My one comment in the Rachel Dolezal debacle. This hitherto unknown woman is revealed as passing for African American and it creates a media scandal.

But thousands of people identify themselves as Native Americans, because they’ve heard that they have a drop of Native American blood, and it’s not a big deal, we just accept it.

I think both that racial identity is significant and that it’s complicated.  Being “black” cannot be about physical traits, otherwise blond, blue eyed, fair civil rights leader Walter Francis White, head of the NAACP for a quarter of a century, would not black. Nor would have been his blond, blue-eyed mother, despite having been born a slave.

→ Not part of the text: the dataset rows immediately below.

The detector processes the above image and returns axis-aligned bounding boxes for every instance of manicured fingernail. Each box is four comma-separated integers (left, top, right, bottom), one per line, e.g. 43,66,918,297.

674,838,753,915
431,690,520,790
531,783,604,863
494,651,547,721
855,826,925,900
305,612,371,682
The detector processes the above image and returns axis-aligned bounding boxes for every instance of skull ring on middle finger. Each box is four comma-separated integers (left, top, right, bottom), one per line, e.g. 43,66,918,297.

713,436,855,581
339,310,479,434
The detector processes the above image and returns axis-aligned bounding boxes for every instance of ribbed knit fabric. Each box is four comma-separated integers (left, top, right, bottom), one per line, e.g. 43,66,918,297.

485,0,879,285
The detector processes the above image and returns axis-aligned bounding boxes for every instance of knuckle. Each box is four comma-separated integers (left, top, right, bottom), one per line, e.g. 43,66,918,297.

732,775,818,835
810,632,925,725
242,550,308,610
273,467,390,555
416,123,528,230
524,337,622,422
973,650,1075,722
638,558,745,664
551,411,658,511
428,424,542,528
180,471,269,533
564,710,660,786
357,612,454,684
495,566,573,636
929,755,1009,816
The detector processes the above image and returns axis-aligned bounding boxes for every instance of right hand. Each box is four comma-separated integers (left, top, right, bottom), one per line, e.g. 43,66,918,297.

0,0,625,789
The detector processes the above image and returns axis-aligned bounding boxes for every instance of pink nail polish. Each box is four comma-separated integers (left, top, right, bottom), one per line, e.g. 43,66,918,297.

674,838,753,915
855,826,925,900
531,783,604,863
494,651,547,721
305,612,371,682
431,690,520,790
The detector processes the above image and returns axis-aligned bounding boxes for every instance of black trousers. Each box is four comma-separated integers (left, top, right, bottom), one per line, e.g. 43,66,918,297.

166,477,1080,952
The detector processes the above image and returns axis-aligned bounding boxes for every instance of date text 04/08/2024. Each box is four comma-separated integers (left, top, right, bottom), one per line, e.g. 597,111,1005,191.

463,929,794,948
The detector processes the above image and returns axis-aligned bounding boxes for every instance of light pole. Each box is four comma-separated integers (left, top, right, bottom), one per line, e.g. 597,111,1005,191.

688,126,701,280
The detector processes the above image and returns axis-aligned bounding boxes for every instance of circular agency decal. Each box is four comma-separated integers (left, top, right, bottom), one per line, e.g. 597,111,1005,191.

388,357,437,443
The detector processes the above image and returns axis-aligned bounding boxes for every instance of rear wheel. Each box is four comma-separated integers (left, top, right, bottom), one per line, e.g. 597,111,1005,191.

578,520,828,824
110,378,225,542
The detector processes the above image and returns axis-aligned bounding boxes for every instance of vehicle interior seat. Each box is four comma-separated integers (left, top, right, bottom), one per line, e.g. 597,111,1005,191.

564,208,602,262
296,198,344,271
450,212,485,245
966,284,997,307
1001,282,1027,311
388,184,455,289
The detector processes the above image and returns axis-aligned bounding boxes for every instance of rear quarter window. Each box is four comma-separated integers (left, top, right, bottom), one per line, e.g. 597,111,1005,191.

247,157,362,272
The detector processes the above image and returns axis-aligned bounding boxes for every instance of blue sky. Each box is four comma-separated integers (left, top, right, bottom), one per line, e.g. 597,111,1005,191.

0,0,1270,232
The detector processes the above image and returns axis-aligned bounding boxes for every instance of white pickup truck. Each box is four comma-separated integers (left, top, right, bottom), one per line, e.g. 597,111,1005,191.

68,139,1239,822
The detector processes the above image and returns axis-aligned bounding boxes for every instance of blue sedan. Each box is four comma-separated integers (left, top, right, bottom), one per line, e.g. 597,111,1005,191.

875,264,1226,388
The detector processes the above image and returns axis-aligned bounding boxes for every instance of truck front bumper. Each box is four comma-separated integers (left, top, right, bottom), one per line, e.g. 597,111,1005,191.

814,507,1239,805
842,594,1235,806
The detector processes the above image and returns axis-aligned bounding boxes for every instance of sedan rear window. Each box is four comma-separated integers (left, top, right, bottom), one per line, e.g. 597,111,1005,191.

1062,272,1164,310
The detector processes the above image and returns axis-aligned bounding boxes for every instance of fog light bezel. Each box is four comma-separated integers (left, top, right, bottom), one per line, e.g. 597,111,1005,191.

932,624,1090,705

And surely, African Americans who are not identified as black by others, don’t experience the same degree of institutionalized racism than those that look black do.  So being black also cannot be about feeling racism.

And being black cannot be about the cultural African American experience.  President Obama, after all, grew up within a white family in Hawaii and Indonesia.  While perhaps he did experience some racism as a child, the same cannot be said of the thousands of African and Caribbean immigrants to the United States. Having gone to Africa a couple of times and knowing Africans who live in the US, it’s easy to see the differences between people who grew up experiencing racism and those who did not. It is not unlike the difference between being a Latino immigrant and one born in this country.

Perhaps being black is about genetics. The old “one drop of blood” theory might apply.  Genetically, Walter White was 15% black, after all.  That, of course, is significantly greater than the 1-2% of African blood carried by about 10% of white southerners.  It may yet turn out that Ms Dolezal has that drop of African blood after all.

I don’t mean to speak for a community of which I’m not part. As an fair-skin Argentinian, albeit one with a thick accent that identifies me as non-American, I both embrace my Latino heritage but I’m conscious to understand that my experience does not equate with that of millions of other Latinos who live in the US.  And truth be told, whatever I have to say about the African American or Chicano experience in the US will lack authority – even if I had majored in ethnic studies.  Living is different than studying.

And here, perhaps, lies the answer to the question of why an African-American studies professor and a civil rights activist in lily-white Spokane, would want to live as an African-American woman, with the loss of privilege that that entails.